In einem ähnlichen Zeitraum hat auch Japan mit dem Small Optical TrAnsponder (SOTA) Laser-Kommunikationsterminal an Bord des Satelliten SOCRATES zunächst die Fähigkeiten mit laserbasierter Datenübertragung vom Weltraum zum Boden demonstriert.16 Die Experimente beinhalteten keinen Quantenschlüsselaustausch. Entsprechende Experimente und Implementierung sind allerdings sehr wahrscheinlich, da das japanische Unternehmen Toshiba bereits seit über 20 Jahren ebenfalls an dieser Technologie forscht und entwickelt. Es ist auch Projektpartner beim aktuell laufenden EU-Projekt OPENQKD, bei dem es um die Infrastruktur für Quantenschlüsselverteilung geht.

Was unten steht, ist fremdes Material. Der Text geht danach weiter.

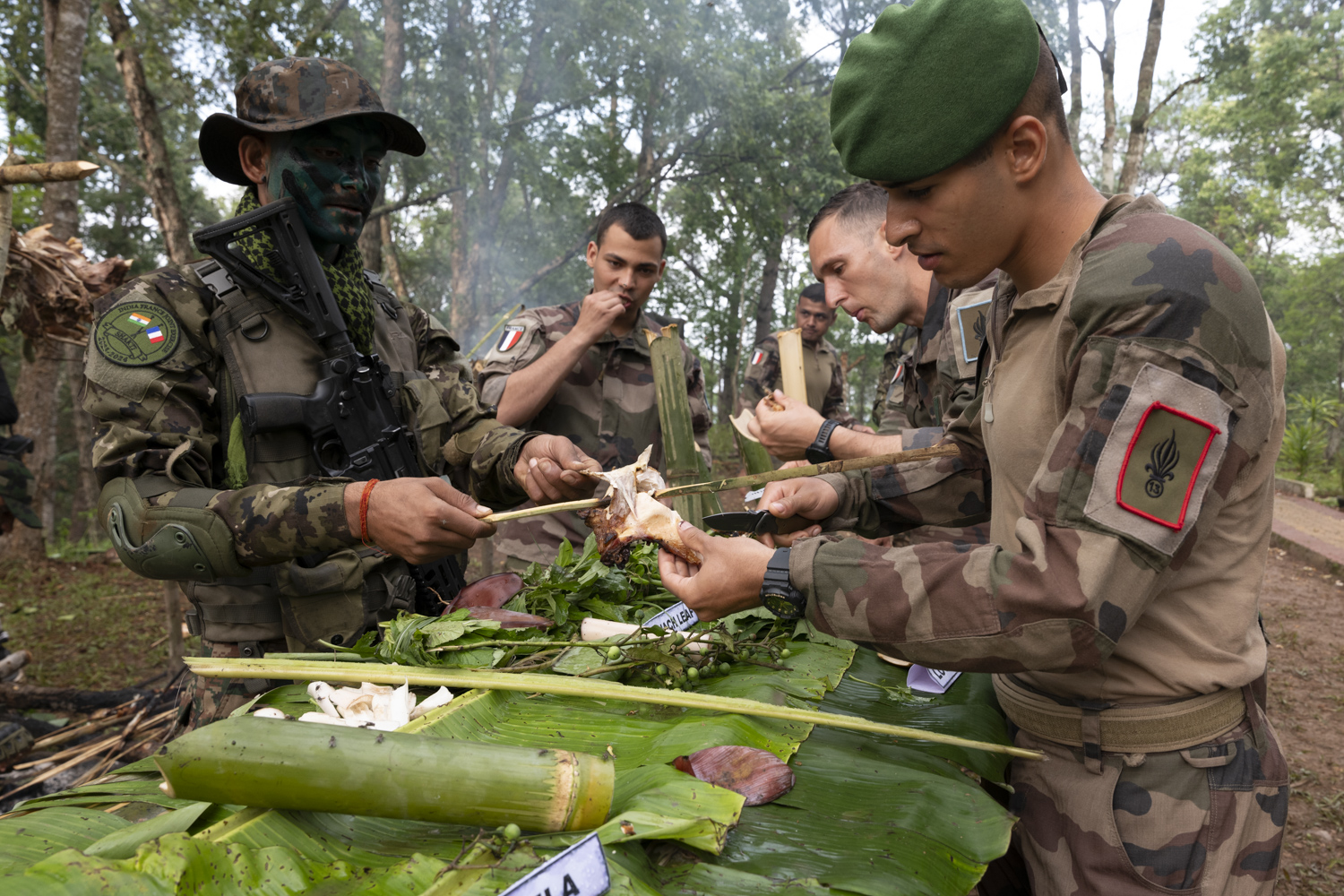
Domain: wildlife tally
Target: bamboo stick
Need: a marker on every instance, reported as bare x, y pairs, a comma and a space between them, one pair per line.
46, 172
754, 479
569, 686
279, 763
583, 504
795, 383
749, 481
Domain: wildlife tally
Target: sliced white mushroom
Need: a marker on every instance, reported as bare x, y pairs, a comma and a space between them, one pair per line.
440, 697
322, 694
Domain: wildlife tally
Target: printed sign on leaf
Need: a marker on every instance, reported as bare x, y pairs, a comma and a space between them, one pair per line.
510, 338
580, 871
136, 335
1161, 463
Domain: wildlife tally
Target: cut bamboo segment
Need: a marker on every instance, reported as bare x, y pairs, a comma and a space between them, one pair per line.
289, 764
566, 685
795, 383
46, 172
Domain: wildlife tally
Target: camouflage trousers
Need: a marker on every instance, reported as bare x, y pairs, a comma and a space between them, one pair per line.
1207, 820
204, 700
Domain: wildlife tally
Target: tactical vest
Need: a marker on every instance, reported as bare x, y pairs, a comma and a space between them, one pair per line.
332, 597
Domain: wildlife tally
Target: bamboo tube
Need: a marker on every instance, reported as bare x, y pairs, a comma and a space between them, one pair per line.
747, 481
280, 763
680, 454
569, 686
46, 172
795, 383
491, 331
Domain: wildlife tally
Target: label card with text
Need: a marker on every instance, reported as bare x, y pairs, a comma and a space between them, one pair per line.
930, 680
580, 871
675, 618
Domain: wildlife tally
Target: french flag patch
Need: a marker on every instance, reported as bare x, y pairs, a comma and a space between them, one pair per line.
510, 338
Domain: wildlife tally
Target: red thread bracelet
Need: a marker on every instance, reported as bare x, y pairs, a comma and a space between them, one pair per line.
363, 513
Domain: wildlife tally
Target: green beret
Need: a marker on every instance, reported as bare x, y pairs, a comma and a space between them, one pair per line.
929, 85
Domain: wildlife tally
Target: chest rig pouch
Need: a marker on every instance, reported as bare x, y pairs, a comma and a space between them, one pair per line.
332, 597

Auch die Europäische Weltraumorganisation (European Space Agency, ESA) hat früh angefangen, Satelliten für Quantenschlüsselverteilung zu entwickeln17. Die Aktivitäten sind eingebettet in die Errichtung einer Quantenkommunikationsinfrastruktur von 24 EU-Mitgliedstaaten, die innerhalb der nächsten 10 Jahre entstehen soll (EuroQCI bzw. QCI4EU). Diese soll aus weltraumgestützten und terrestrischen Systemen bestehen.

Das ESA-Programm ScyLight startete 2016 als spezielles Programm für optische Kommunikation, einschließlich Technologien der Quantenkryptographie und als Demonstration erster Dienste. 2019 startete die SAGA-Mission (Sicherheits- und KryptoGrAphie), bei der die Entwicklung des Weltraumsegments des EuroQCI, die Satelliten und Bodenstationen wesentlich waren.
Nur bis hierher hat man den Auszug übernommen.